Kisah di atas bercerita tentang seseorang yang tidak percaya akan adanya Tuhan, disebabkan masih banyak terjadi keburukan. Namun kenyataannya adalah manusia sendiri tidak kembali ke Tuhannya, sehingga jauh dari petunjuk Tuhannya sehingga dengan mudah melakukan hal-hal yang buruk. Tidak bisa membedakan mana yang hak dan yang batil. Perlu diketahui bahwa kita hidup di dunia ini sudah takdirnya Alloh, dimana sudah tertuliskan di Kitab Lauhul Mahfudz. Kapan dan dimana kita dilahirkan dan meninggal, siapa jodohnya, dan seberapa besar rezekinya selama hidup, semua sudah tertuliskan di Kitab-Nya Alloh. Mengimani takdir adalah salah satu rukun islam. Namun Alloh memberikan kesempatan kepada manusia untuk berusaha atau ikhtiar agar dapat mendapatkan hasil yang terbaik.

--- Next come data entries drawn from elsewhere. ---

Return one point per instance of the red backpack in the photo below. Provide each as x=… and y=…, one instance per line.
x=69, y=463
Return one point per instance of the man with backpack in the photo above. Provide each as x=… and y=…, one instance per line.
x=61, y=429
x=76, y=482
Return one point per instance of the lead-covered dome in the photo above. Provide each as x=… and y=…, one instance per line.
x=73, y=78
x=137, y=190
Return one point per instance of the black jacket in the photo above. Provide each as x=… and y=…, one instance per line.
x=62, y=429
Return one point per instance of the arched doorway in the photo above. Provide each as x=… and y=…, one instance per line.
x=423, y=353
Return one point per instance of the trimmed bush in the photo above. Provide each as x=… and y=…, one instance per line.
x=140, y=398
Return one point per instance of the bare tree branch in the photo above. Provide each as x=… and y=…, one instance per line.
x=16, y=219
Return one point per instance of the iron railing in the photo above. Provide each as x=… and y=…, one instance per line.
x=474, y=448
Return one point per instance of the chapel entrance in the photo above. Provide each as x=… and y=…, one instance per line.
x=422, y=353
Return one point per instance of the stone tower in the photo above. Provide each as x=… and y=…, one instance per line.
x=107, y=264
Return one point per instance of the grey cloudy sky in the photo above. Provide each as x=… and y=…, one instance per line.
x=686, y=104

Itu yang dinamakan Peluang. Peluang untuk mendapatkan hasil yang terbaik dengan cara berusaha semaksimal mungkin. Manusia tidak akan tahu takdirnya sebelum peristiwa itu terjadi. Sebelum peristiwa terjadi, maka manusia harus berusaha semaksimal mungkin. Misal mahasiswa yang ingin mendapatkan nilai A. Kriteria untuk mendapatkan nilai A dapat diketahui sebelumnya, dengan mencapai nilai bobot UTS 30%, UAS 30%, dan Tugas 40%. Maka mahasiswa tersebut akan semaksimal mungkin untuk mendapatkan nilai ujian sempurna dan mengerjakan tugas sesuai kriteria yang telah ditetapkan. Selama satu semester sebisa mungkin untuk selalu hadir di kelas dan mendengarkan apa yang disampaiakan oleh dosen. Setelah semua komponen dilakukan secara maksimal, maka Peluang untuk mendapatkan nilai A terpenuhi.

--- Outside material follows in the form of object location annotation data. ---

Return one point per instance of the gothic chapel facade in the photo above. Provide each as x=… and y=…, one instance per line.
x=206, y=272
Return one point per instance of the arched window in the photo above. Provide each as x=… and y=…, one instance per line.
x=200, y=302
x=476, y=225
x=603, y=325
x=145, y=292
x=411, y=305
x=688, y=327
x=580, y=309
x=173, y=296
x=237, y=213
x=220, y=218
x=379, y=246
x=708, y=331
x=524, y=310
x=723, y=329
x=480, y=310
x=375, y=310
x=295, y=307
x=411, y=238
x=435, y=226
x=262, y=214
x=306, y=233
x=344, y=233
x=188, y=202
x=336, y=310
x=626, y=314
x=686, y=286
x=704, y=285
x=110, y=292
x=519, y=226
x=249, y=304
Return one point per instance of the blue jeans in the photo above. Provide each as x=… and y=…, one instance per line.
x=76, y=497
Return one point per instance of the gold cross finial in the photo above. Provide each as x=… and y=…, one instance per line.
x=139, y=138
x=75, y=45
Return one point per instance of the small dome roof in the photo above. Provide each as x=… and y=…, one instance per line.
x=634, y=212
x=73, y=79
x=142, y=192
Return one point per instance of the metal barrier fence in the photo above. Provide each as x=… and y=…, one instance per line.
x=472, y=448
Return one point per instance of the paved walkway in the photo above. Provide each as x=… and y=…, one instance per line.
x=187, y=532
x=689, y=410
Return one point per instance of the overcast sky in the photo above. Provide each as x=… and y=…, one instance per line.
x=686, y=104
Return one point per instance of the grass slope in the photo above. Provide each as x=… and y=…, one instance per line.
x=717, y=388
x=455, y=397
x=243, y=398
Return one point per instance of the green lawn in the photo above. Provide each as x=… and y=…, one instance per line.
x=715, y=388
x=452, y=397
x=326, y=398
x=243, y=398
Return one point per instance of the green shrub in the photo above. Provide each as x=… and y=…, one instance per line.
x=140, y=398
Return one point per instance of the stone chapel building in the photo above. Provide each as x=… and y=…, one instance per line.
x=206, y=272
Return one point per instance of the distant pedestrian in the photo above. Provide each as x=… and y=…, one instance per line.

Namun apa yang terjadi jika Alloh berkehendak lain. Contoh saat dosen akan memberikan nilai A karena semua komponen memenuhi syarat, saat akan mengumpulkan nilai di akademik, tanpa disengaja dosen menuliskan huruf C, dikarenakan dosen tersebut salah membaca nama atau nomor induk mahasiswa tersebut. Itu hak-Nya Alloh semata bila hal tersebut bisa terjadi. Jadi, takdir nilai mahasiswa tersebut adalah C. Jika mahasiswa tersebut menerima takdirnya dengan ikhlas, maka nilainya tetap C. Sebenernya mahasiswa tersebut masih ada Peluang untuk memperbaiki nilai tersebut, dengan menanyakan kepada dosen pengampu atau mengikuti ujian perbaikan. Dengan memaksimalkan usaha atau ikhtiar, mahasiswa tersebut sudah melakukan sesuai dengan prosedurnya, dan hasil akhir adalah kewenangan Alloh.
“Sesungguhnya Allah tidak akan mengubah nasib suatu kaum kecuali kaum itu sendiri yang mengubah apa apa yang pada diri mereka. (QS 13:11).
Ayat tersebut mengindikasikan bahwa kita ada pilihan untuk dapat merubah nasib kita sendiri. Sekali lagi adanya Peluang untuk dapat merubah nasib kita sendiri. Pilihannya adalah apakah kita mau hidup sengsara atau bahagia. Jika pilihannya adalah hidup sengsara, tidak perlu melakukan apa-apa, tidak perlu melakukan aktivitas apapun, bermain judi, menghambur-hamburkan uang, dan lain sebagainya. Begitupula sebaliknya, jika ingin merubah nasib lebih baik, maka kita harus bekerja, berusaha yang terbaik, dan yang paling penting adalah datang ke Alloh untuk selalu mendapatkan ridho-Nya.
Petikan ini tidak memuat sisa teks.